O crescimento de 60% no número de focos de incêndio na Amazônia até agosto desse ano, em comparação à média dos últimos três anos; o aumento do desmatamento no mês de julho nessa região em 66% se compararmos a julho do ano passado, além da redução em quase 30% das multas aplicadas pelo IBAMA e da queda acachapante das operações realizadas por este órgão de fiscalização, apresenta-nos o cenário extremamente preocupante que vivenciamos. Esse cenário se agrava se observamos o crescimento de invasões para exploração ilegal dos recursos naturais de terras indígenas, que já somam 160, entre janeiro e setembro de 2019, um número bem maior que as 111 invasões registradas no Brasil em 2018 pelo Conselho Indígena Missionário. Toda essa ofensiva aliada ao estímulo e conivência do governo, levam ao aumento no número de assassinatos de lideranças camponesas,indígenas e ambientalistas na Amazônia.

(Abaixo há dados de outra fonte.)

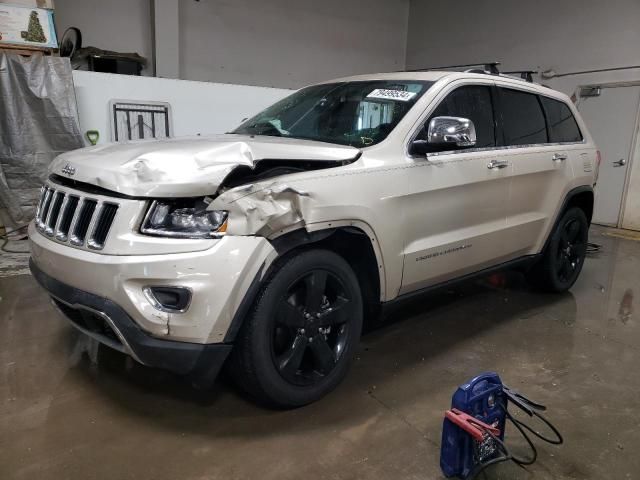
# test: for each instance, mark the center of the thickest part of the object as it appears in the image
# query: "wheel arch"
(354, 241)
(581, 197)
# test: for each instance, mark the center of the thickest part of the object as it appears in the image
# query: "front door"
(456, 203)
(611, 119)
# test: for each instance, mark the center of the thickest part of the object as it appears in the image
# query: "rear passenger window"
(522, 117)
(562, 124)
(472, 102)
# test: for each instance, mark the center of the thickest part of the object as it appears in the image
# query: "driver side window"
(472, 102)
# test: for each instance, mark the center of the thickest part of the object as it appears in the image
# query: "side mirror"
(446, 133)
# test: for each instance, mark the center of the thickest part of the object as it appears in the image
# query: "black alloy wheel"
(564, 255)
(298, 342)
(311, 327)
(570, 251)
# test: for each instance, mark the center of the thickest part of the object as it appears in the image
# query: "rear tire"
(564, 256)
(297, 343)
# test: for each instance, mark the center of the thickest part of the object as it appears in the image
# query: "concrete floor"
(63, 415)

Segundo os dados da Comissão Pastoral da Terra (CPT), entre 1985 e 2019 ocorreram 49 massacres de camponeses em todo o Brasil, ceifando a vida de229 pessoas. Mas vale afirmar que 81,63% desses massacres e82,53% dessas mortes ocorreram na Amazônia, vitimando camponeses pobres que lutam pela terra e pelo território. Neste ano, de acordo com essa mesma entidade, 17 camponeses foram assassinados no Brasil em decorrências dos conflitos agrários, sendo que 16 deles na Amazônia. Aqueles que historicamente só conseguem lucrar pelo exercício da violência e da devastação nunca se sentiram tão à vontade para nos matar e devastar a floresta.

Até nossas experiências de educação popular, que sempre se construíram em parceria com distintas instituições públicas de ensino,estão sendo ameaçadas pelo ataque nefasto à educação pública promovido pelo atual governo. Todas as interações construídas entre a riqueza de conhecimento dos povos e os conhecimentos sistematizados e produzidos no âmbito das universidades, está sob ataque de uma visão da educação como mercadoria, extremamente doutrinária e que não consegue conviver com a diferença.

Chega de sermos a região com o maior registro de assassinatos no campo! Chega de sermos o território de experimento de novos agrotóxicos! Chega de fogo a queimar nossas entranhas! Chega de estupidez a ignorar nossa diversidade!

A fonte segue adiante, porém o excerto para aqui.